Outro facto de grande destaque foi a invenção da máquina a vapor por James Watt, em 1765, o que permitiu a industrialização e racionalização da produção cervejeira. As primeiras cervejeiras que utilizaram máquinas a vapor chamavam-se a si mesmas Steam Beer Breweries, sendo que ainda hoje subsistem fábricas com esta designação. Mas muitas outras inovações permitiram o aperfeiçoamento da técnica de fabricação. Em 1830, Gabriel Sedlmayr e Anton Dreher desenvolveram o método de produção que daria origem às lagers, sendo que 12 anos depois seria elaborada a primeira Pilsner na Boémia. Este género de cerveja teve tanto sucesso que rapidamente se espalhou por todo o lado, com especial destaque para o Novo Mundo, onde os colonos provenientes da Alemanha deram origem a muitas cervejeiras famosas: Miller, Coors, Stroh, Schlitz, Anheuser-Busch, entre outras. Como curiosidade, refira-se que grande parte das cervejas que atualmente se consomem no mundo são do estilo lager, sendo que Portugal não é exceção à regra, antes pelo contrário.
 
Tal como já referimos, outra invenção cujas repercussões tiveram grande impacto no fabrico da cerveja foi a descoberta da refrigeração artificial (Teoria de Geração de Frio Artificial), avanço possível devido aos estudos de Carl Linde. As primeiras tentativas foram efetuadas em Munique, local também de grande produção cervejeira, o que fez com que a cerveja fosse dos primeiros produtos a beneficiar desta evolução. Para além disso, o desenvolvimento dos caminhos-de-ferro possibilitou uma cada vez maior expansão do comércio deste produto. Por curiosidade, diga-se que aquando da abertura da primeira linha de comboios na Alemanha, entre Nuremberga e Furth, os primeiros bens a serem transportados foram dois barris de cerveja. Enquanto isso, nos EUA, o uso do caminho-de-ferro possibilitou a expansão de uma marca bem conhecida: a Budweiser. Durante a década de 1870, esta marca tornou-se verdadeiramente nacional, devido aos esforços do seu dono, Adolphus Busch.
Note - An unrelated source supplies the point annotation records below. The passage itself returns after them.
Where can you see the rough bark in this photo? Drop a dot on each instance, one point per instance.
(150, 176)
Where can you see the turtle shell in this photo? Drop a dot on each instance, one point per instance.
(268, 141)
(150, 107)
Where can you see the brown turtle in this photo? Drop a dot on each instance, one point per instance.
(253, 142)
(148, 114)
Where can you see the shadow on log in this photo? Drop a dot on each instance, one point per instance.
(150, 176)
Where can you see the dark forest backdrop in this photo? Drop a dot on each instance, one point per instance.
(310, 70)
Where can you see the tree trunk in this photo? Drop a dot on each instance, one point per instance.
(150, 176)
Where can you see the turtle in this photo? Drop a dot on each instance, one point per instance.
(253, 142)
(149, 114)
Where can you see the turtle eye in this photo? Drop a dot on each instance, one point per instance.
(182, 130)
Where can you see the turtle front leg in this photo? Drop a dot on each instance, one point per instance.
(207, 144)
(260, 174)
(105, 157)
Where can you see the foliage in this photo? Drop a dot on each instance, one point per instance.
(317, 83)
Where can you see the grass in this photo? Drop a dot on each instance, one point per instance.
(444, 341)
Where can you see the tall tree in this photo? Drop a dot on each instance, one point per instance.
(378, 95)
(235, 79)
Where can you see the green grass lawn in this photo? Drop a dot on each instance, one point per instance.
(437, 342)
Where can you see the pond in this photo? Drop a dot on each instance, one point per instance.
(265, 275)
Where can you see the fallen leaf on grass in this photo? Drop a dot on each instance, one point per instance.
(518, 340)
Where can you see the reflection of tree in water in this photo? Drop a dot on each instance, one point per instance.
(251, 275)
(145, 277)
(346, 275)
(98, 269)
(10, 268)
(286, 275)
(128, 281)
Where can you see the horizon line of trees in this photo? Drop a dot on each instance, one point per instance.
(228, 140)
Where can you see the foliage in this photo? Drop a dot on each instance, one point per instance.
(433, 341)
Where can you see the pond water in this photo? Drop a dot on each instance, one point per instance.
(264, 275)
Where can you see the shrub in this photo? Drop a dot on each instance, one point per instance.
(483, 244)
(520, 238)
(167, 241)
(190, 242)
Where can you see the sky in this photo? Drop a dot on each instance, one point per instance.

Na Idade Média, a produção e consumo de cerveja tiveram um grande impulso, muito por causa da influência dos mosteiros, locais onde este produto era não só tecnicamente melhorado, como também produzido e vendido. Naquela altura, os mosteiros seriam algo semelhante a um hotel para viajantes, oferecendo abrigo, comida e bebida a peregrinos e não só. E para além dos monges, a História relata-nos também o envolvimento de santos em milagres e outros acontecimentos em que a cerveja vem mencionada! Tomemos como exemplo o caso de S. Mungo, o padroeiro da mais velha cidade da Escócia, Glasgow. Foi nessa cidade que, por volta de 540 d.C., S. Mungo estabeleceu uma ordem religiosa, cuja principal atividade seria a produção de cerveja, sendo que esta arte é ainda hoje considerada como a mais antiga indústria da cidade. Outro exemplo será o de Santa Brígida que miraculosamente transformou a água do seu banho em cerveja, para que os seus visitantes clericais tivessem algo para beber. Para se ver a importância que a igreja tinha para a indústria da cerveja nessa época, basta referir que existiam três santos padroeiros, protetores da cerveja e dos cervejeiros: Santo Agostinho de Hippo, São Nicolau e São Lucas, o Evangelista.
 
Também neste período se manteve o hábito de produzir cerveja em casa, sendo que essa tarefa continuava maioritariamente entregue às mulheres. Sendo elas as cozinheiras, tinham igualmente a responsabilidade da produção de cerveja, que era vista como uma “comida-líquida”. Em certas zonas, a cerveja chegou mesmo a ser mais popular do que a água já que, como é sabido, a Idade Média era uma época onde as práticas sanitárias eram muito más, pelo que se tornava mais seguro beber cerveja do que água. De facto, o processo de fabrico fazia com que muitas das impurezas fossem filtradas pelo que quem pudesse fazer a troca de água por cerveja raramente hesitava.
 
 No norte britânico, a cerveja (ale) era fabricada em casa, pelas mulheres, para autoconsumo, ou vendidas nas alehouses - matrizes do pub moderno -, nas tabernas e estalagens. Sujeita aos imperativos naturais, a cerveja era produzida entre setembro e abril, os meses frios. À medida que a sua importância cresceu, a produção e venda foi sendo alvo de vários regulamentos, chegando mesmo a ser criada a figura do ale-conner, o fiscal que testava e sancionava a qualidade da cerveja. Em 1188, Henrique II lançava um imposto sobre a cerveja destinado à subvenção das Cruzadas.